Transformers (Attention Is All You Need) In Depth

Fraidoon Omarzai
2 min readAug 1, 2024

--

Transformers, in the context of machine learning and artificial intelligence, refer to a type of deep learning model architecture designed primarily for natural language processing (NLP) tasks. They have revolutionized the field by enabling more effective training and performance on a variety of tasks such as translation, summarization, and question-answering.
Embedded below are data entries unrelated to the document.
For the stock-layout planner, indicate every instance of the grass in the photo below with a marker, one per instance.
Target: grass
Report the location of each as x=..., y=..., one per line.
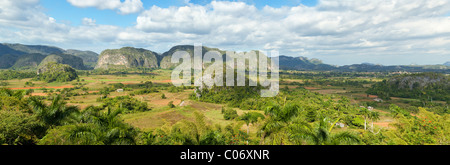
x=161, y=114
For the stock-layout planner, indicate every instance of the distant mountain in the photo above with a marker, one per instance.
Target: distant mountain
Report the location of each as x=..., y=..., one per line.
x=165, y=62
x=71, y=60
x=127, y=57
x=56, y=72
x=302, y=63
x=28, y=61
x=19, y=56
x=90, y=58
x=30, y=49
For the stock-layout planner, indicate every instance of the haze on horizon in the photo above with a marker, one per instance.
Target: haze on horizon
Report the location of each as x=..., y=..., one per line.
x=397, y=32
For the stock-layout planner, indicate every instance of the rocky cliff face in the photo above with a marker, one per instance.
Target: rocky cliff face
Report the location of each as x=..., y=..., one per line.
x=71, y=60
x=127, y=57
x=166, y=63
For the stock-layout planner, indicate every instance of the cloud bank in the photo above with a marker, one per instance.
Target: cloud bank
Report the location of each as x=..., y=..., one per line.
x=338, y=32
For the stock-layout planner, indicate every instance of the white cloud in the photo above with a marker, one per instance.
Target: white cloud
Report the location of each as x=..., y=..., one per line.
x=338, y=32
x=126, y=7
x=88, y=21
1. Introduction and History

  • Origins: The transformer model was introduced in the paper “Attention Is All You Need” by Vaswani et al., published by Google Brain in 2017.
  • Impact: Transformers have replaced recurrent neural networks (RNNs) and long short-term memory (LSTM) networks in many NLP tasks due to their efficiency and performance.

2. Architecture Overview

  • Attention Mechanism: The core innovation of transformers is the self-attention mechanism, which allows the model to weigh the importance of different words in a sentence.
  • Encoder-Decoder Structure: The original transformer model has an encoder-decoder structure. The encoder processes the input sequence, and the decoder generates the output sequence.
  • Parallelization: Transformers can process all words in a sentence simultaneously, unlike RNNs which process sequentially, making training faster.

3. Components of a Transformer

  • Input Embeddings: Converts words into vectors of real numbers.
  • Positional Encoding: Adds information about the position of each word in the sentence, since transformers do not inherently understand order.
  • Multi-Head Self-Attention: Allows the model to focus on different parts of the sentence simultaneously by using multiple attention mechanisms in parallel.
  • Feed-forward Neural Networks: Applied independently to each position to introduce non-linearity.
  • Layer Normalization: Normalizes inputs to each layer to stabilize and accelerate training.
  • Residual Connections: Helps with gradient flow and allows for deeper models by adding the input of each layer to its output.

4. Self-Attention Mechanism

  • Calculation: Self-attention involves computing three vectors for each word — Query (Q), Key (K), and Value (V).
  • Scaled Dot-Product: The dot product of the query and key vectors determines the attention scores, which are then scaled and passed through a SoftMax function to get attention weights.
  • Weighted Sum: The attention weights are used to compute a weighted sum of the value vectors, producing the final output.

5. Transformer Practical Explanation

  • Our goal is to translate French sentences into English.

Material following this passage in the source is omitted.